Beim Scrollen in der Kommentarspalte stach unter den sexistischen Aussagen eine besonders heraus. Ein User mit dem Namen „ml22.bike“ schrieb: „Leider gibt es viel zu viele (Frauen), die genau das provozieren und damit kokettieren. Und das wird sich nie ändern, das Netz ist voll davon.“ Mit „das“ ist wohlmöglich die Sexualisierung durch Männer gemeint. Um diese Ansicht zu unterstreichen, folgt ein grimmiges Unamused-Face-Emoji. Wer hinter „ml22.bike“ steckt, ist im selben Kommentar zu lesen: „Martin L., Leiter einer Kriminaldienststelle, die Sexualdelikte bearbeitet.“

L., und das lässt sich sehr einfach über sein Profil herausfinden, ist selbst sportbegeistert und Hobbyradler. Tatsächlich arbeitet er als Führungskraft bei der Polizei in Aalen. Laut Angaben in seinem LinkedIn-Profil lehrt er zudem an der Deutschen Hochschule der Polizei und ist unter anderem Experte für IT-Forensic – während er selbst reichliche Spuren beim Kommentieren im Netz hinterlässt. Sein Motto auf LinkedIn lautet: „Es gibt keine Probleme – nur ungelöste Aufgaben.“

Nachfrage bei seinem Dienstherren, der Polizei Aalen: Ein Sprecher informiert, dass man aus Gründen des Persönlichkeitsschutzes personenbezogene Daten weder nennen noch auf Anfrage bestätigen könne. Indirekt wird aber klar, dass L. dort wirklich arbeitet und die Aussagen unter dem Instagram-Post mutmaßlich getätigt hat. „Der gegenständliche Kommentar erfolgte nicht in dienstlicher Funktion, sondern privat“, informiert der Sprecher weiter schriftlich.

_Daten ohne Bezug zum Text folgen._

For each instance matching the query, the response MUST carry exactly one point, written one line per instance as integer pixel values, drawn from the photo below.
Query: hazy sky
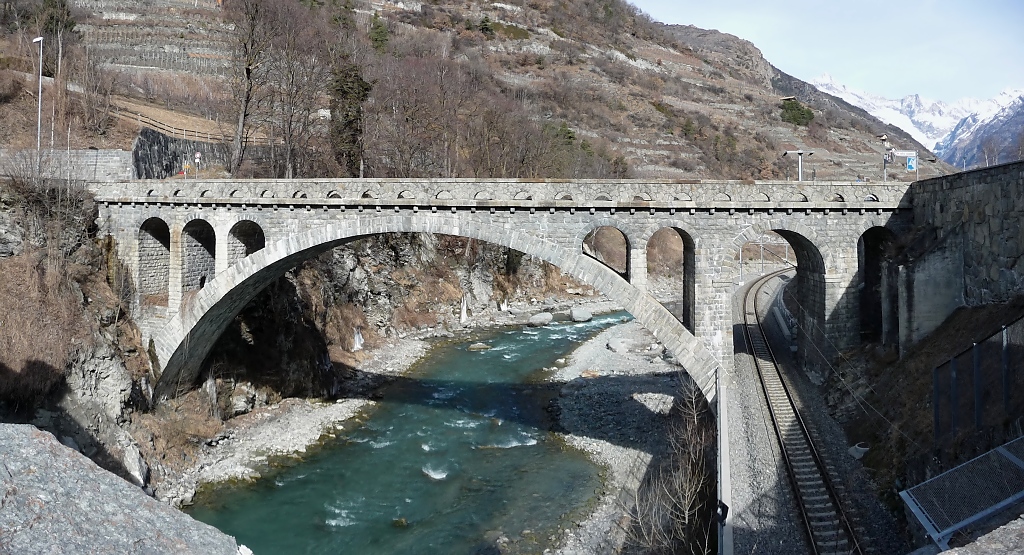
(941, 49)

Polizei prüft „beamtenrechtliche Maßnahmen“

Die Aussagen seien nun Gegenstand von eingeleiteten Maßnahmen gegen den leitenden Polizisten. Der hat inzwischen seinen Kommentar gelöscht, damit sind auch mehrere kritische Antworten von empörten Use­r*in­nen weg. Alles ist aber auf Screenshots dokumentiert – das Netz vergisst nie. Einige Nut­ze­r*in­nen hatten darauf hingewiesen, dass Betroffene von sexualisierter Gewalt bei der Polizei selten Hilfe bekommen, oft nicht ernst genommen oder sogar retraumatisiert oder von Polizisten belästigt werden.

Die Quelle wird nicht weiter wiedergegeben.